萱野稔人『暴力はいけないことだと誰もがいうけれど』河出書房新社、2010


これは河出書房新社の「14歳の世渡り術」シリーズの1冊。辛酸なめ子の『女子の国はいつも内戦』と同じくくり。

趣旨は、「暴力はいけないとは決めつけられない。時と場合によるとしかいえない。人間は暴力と無縁でいることはできないし、暴力を仕切るのは国家。国家がない状態とか暴力がない状態というものはありえない」というもの。

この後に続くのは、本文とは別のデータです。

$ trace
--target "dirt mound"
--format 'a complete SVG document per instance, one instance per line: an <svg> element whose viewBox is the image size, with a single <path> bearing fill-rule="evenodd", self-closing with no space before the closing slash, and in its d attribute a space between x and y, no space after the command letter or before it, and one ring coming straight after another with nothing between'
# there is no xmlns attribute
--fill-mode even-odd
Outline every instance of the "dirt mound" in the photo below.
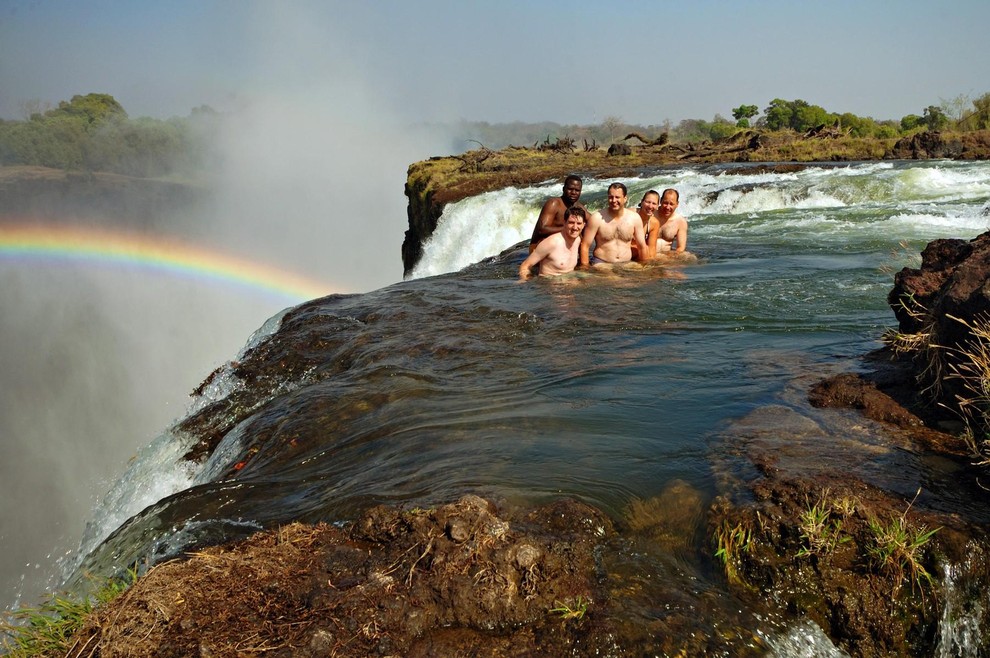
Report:
<svg viewBox="0 0 990 658"><path fill-rule="evenodd" d="M151 569L77 634L81 656L563 656L608 646L595 548L573 501L509 522L467 496L292 524Z"/></svg>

まあそれはそうでしょうとしかいえないような結論。そもそも暴力がいけないというのは、中学生か高校生レベルの話。著者自身、「人を殺してはいけない」という規則の根拠は存在しないと言っている。

しかし子供はいざしらず、大人が読者対象に入っているのであれば、そこで止まってはどうにもならない。「暴力はどういう時と場合に許されるのか」という話をしなければいけないはず。

国家と法が暴力を前提として成り立っているというのなら、法に反した暴力は許されないということになるのか。革命や内戦はどうなるか。そもそも戦争はどうか。死刑はどうかということになる。もちろん、それらはすべて「時と場合による」としかいえないことになるが、それを言ってしまえば、国家も法も現実に実効支配を確立している間しか正しくないということになってしまうはず。

中学生相手ではこの理屈で十分というのなら、それは中学生をバカにした話。まあ中学生相手に、暴力を正当化する条件を語ってはマズイのか。それにしてもヒネリが足りない。